Artinya, 405.690 lapangan kerja yang tersedia pada tahun 2015 telah mampu mengembalikan lapangan kerja yang hilang pada tahun 2013, serta menurunkan angka pengangguran yang secara riil mendapat pekerjaan sebanyak 49.270 orang. Sampai dengan tahun 2015 lapangan kerja yang berhasil disediakan oleh DKI Jakarta sebanyak 433.750 lapangan pekerjaan dengan total pencari kerja 897.650 orang, sehingga pencari kerja yang masih belum mendapatkan pekerjaan sebanyak 463.900 orang.
Â
Statistik Kemiskinan
Jika kita lihat pada tabel diatas, maka kita mendapatkan informasi bahwa pada 2012 awal pemerintahan Jokowi-Ahok dalam melaksanakan pembangunan mereka dibebani sebanyak 363.200 orang penduduk miskin, dengan Garis Kemiskinan Rp 379.052,-/kapita/bulan. Pada tahun 2013 dengan menaikkan GK sebesar 7,49% dengan tingkat inflasi 8%, menjadi Rp 407.437,-/kapita/bulan yang jika disesuaikan dengan angka inflasi maka GK seharusnya Rp 409.376,-/kapita/bln, jumlah penduduk miskin dapat di turunkan 9.010 jiwa, hingga penduduk miskin menjadi sejumlah 354.190 jiwa, fantastis bukan!.
Pada tahun 2014, dengan Garis Kemiskinan Rp 407.437,-/kapita/bulan.
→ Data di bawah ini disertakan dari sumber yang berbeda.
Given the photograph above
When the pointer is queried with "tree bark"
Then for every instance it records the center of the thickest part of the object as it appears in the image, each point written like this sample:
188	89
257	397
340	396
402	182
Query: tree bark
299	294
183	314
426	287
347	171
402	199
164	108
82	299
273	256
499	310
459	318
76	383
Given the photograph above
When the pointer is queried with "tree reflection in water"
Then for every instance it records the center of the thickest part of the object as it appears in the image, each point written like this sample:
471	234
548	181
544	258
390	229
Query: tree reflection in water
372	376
Pada tahun 2014 dengan menaikkan GK sebesar 9,91% dengan tingkat inflasi 8,95% (riil peningkatan GK sebesar 0,96%) menjadi Rp 447.797,-/kapita/bulan jumlah penduduk miskin malah bertambah 39.710 jiwa, hingga penduduk miskin menjadi sejumlah 393.900 jiwa, wow!.
Pada tahun 2015, dengan Garis Kemiskinan Rp 407.437,-/kapita/bulan. Pada tahun 2015 dengan menaikkan GK sebesar 8,84% dengan tingkat inflasi 2,49% (per September 2015) menjadi Rp 487.388,-/kapita/bulan jumlah penduduk miskin tetap bertambah 5.020 jiwa, hingga penduduk miskin menjadi sejumlah 398.920 jiwa, wow!.
Artinya dari 2012 sampai dengan 2015 jumlah penduduk miskin tidaklah berkurang, malah bertambah sebanyak 35.720 jiwa, semasa Jokowi sebagai Gubernur pertambahan penduduk miskin sebesar 30.700 jiwa sedang masa Ahok sebagai Gubernur penduduk miskin bertambah sebanya 5.020 jiwa.
UMP DKI Jakarta tahun 2015 adalah sebesar Rp 3,1 juta, sedangkan angka Garis Kemiskinan adalah Rp 487.388,-/kapita/bln jika kita asumsikan 1 keluarga beranggotakan 4 orang maka kategori keluarga miskin adalah mereka yang berpenghasilan Rp 1,95 juta/bulan atau Rp 65 ribu/hari, hanya 63% dari nilai UMP DKI Jakarta.